For all these performances, who comes up with the idea behind it and how is it determined how it’ll be presented?

It’s definitely different for each scenario. Sometimes Abel has a really strong idea of what he wants. Sometimes [creative director] La Mar [Taylor] has a really strong idea of what he wants. More than usual, it’s a hybrid. For the 2021 Billboard Music Awards, it was definitely me coming to the table with them, because they were like, “We don’t want to do the After Hours promotion, we want to do something different.” I went to them and said “car ballet,” inspired by 1950s synchronized swimming but with cars—you know, not trying to do anything like Fast and the Furious or anything.

Your work with the Weeknd often features these long tracking shots. What inspired that style?

When I started out making music videos, it was a trick of sorts to try and get the biggest bang for your buck. When Abel and La Mar approached me, they were like, “We love this, give us something like this,” pointing to videos I did for Mac DeMarco and Melody’s Echo Chamber and such. At the outset, they really loved the set design and they loved the crazy [Martin] Scorsese, Paul Thomas Anderson camera movements that are super frenetic and fast and uncut. One of the big things that we’re always trying to keep in there is that it doesn’t feel too overly edited. The other thing that’s amazing is that he sings it all live—even in these crazy situations, whether it’s in a moving hallway or there’s fireworks going off or cars going around him. And he doesn’t like to do it a bunch of times. So we’re always trying to capture something or create an idea that doesn’t have a bunch of cuts to closeups or inserts or anything like that because it would feel very edited and pre-recorded. With the television performances, it’s very much been about trying to keep this live element.

So the Weeknd really pointed to Mac DeMarco’s “My Kind of Woman” video and was like, “I want this”?

Yeah. He loved that video. I was shocked, but I think in some weird reality, [Abel and Mac] actually met each other once. It’s so funny to think about them hanging out. I love that. Abel is so, so aware and in-tune and watches everything. He will pull up the most obscure references, whether it’s a music video or a movie. He never ceases to surprise me.

How do you look back this whole project, now that it’s complete?

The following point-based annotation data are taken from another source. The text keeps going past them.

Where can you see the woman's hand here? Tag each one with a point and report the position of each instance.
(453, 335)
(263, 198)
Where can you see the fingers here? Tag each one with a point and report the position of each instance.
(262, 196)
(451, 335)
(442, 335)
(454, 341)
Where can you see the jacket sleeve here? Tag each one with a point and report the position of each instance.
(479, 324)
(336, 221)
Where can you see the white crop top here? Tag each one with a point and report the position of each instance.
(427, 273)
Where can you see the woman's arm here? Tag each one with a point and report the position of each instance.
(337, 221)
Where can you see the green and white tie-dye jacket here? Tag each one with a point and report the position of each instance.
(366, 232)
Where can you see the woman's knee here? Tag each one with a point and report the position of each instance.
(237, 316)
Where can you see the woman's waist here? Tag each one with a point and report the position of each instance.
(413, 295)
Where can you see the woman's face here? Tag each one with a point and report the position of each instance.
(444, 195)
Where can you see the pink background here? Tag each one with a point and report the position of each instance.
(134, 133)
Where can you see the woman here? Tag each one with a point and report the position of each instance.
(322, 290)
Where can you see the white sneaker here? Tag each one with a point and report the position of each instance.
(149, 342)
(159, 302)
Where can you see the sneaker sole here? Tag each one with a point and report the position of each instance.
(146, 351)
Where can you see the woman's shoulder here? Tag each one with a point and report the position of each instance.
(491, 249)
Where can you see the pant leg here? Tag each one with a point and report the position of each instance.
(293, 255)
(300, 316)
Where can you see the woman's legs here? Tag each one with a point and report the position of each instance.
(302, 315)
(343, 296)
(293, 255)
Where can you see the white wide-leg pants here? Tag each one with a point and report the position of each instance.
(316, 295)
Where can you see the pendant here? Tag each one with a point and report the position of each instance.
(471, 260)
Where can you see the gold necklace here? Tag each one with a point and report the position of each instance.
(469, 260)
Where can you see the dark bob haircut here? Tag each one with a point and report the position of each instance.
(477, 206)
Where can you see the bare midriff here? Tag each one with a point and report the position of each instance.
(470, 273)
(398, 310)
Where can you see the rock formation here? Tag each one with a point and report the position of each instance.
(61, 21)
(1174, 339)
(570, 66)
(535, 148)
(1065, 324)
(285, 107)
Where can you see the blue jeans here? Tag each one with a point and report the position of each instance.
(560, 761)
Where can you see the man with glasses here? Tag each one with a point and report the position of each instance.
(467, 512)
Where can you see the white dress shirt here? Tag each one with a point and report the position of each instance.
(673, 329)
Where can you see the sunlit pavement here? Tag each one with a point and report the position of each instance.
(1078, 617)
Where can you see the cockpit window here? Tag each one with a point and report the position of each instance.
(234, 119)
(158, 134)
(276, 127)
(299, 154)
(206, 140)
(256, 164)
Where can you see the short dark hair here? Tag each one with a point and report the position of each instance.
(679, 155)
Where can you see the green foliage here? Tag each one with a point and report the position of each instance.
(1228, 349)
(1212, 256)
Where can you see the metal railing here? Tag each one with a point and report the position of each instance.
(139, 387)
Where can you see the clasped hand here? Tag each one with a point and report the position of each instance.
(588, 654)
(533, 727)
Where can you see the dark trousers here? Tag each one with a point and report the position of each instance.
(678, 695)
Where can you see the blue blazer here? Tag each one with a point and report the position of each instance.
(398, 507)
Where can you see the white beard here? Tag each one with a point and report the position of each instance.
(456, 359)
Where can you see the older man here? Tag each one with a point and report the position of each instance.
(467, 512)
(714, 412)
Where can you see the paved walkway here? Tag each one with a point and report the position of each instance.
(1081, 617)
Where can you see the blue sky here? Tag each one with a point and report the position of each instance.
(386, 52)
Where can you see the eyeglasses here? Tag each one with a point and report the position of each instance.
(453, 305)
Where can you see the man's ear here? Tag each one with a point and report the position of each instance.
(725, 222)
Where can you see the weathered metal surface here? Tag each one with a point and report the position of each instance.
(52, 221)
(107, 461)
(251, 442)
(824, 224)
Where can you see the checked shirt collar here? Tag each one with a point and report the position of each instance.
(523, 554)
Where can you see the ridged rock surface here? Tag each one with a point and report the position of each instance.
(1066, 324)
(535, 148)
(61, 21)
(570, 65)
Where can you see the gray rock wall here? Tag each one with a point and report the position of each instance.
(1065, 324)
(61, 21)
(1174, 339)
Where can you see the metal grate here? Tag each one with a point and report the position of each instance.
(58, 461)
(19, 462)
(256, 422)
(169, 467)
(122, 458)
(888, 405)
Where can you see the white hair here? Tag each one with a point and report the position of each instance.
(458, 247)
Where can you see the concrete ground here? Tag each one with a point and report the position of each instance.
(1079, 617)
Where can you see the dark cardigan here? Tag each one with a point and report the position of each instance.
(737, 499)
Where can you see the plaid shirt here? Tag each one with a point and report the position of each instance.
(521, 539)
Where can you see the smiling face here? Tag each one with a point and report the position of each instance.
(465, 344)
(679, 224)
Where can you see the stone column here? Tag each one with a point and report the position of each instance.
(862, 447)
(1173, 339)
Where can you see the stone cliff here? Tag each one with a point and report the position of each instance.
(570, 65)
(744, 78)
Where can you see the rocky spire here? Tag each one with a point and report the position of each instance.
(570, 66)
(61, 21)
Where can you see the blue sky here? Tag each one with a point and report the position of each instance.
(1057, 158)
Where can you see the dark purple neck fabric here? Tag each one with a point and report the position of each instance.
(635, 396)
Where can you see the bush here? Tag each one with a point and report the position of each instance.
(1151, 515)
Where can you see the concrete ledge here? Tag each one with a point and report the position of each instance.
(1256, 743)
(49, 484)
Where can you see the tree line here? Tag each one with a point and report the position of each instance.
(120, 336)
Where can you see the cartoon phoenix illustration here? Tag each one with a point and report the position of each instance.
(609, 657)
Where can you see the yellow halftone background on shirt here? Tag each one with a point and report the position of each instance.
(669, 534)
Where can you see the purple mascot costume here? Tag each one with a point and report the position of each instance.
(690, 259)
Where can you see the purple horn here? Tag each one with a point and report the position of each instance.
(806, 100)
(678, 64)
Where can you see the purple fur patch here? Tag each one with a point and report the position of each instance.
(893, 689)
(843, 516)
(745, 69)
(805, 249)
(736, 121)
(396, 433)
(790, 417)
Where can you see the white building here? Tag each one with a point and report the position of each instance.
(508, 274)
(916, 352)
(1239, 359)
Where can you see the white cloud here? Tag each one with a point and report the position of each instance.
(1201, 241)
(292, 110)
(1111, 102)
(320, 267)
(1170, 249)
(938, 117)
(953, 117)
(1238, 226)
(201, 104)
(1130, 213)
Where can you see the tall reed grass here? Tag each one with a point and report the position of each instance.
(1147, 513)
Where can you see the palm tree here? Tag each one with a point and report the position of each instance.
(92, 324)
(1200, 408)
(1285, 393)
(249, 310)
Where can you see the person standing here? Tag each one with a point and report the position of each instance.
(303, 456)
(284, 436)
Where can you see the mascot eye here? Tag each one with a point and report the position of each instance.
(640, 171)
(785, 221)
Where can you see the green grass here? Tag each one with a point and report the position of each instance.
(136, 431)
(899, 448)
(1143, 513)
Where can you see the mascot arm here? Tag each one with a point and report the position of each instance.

The big thing I really love about Abel and La Mar that really doesn’t exist with a lot of artists is that they’re not afraid to take chances. And with this whole campaign, they were really open to do things that other artists weren’t doing. They were going to bat for people that aren’t the biggest names and putting a lot of trust in the creative process and always just thinking about innovation—that’s always at the forefront of their mind. The last thing they care about is, Am I going to seem cool during this? It’s all about just how good is the idea in comparison with what other people are doing and how can we really just create a lane for ourselves. That’s what he’s done brilliantly, being unafraid to commit to strange, original, weird ideas that a lot of artists won’t go for.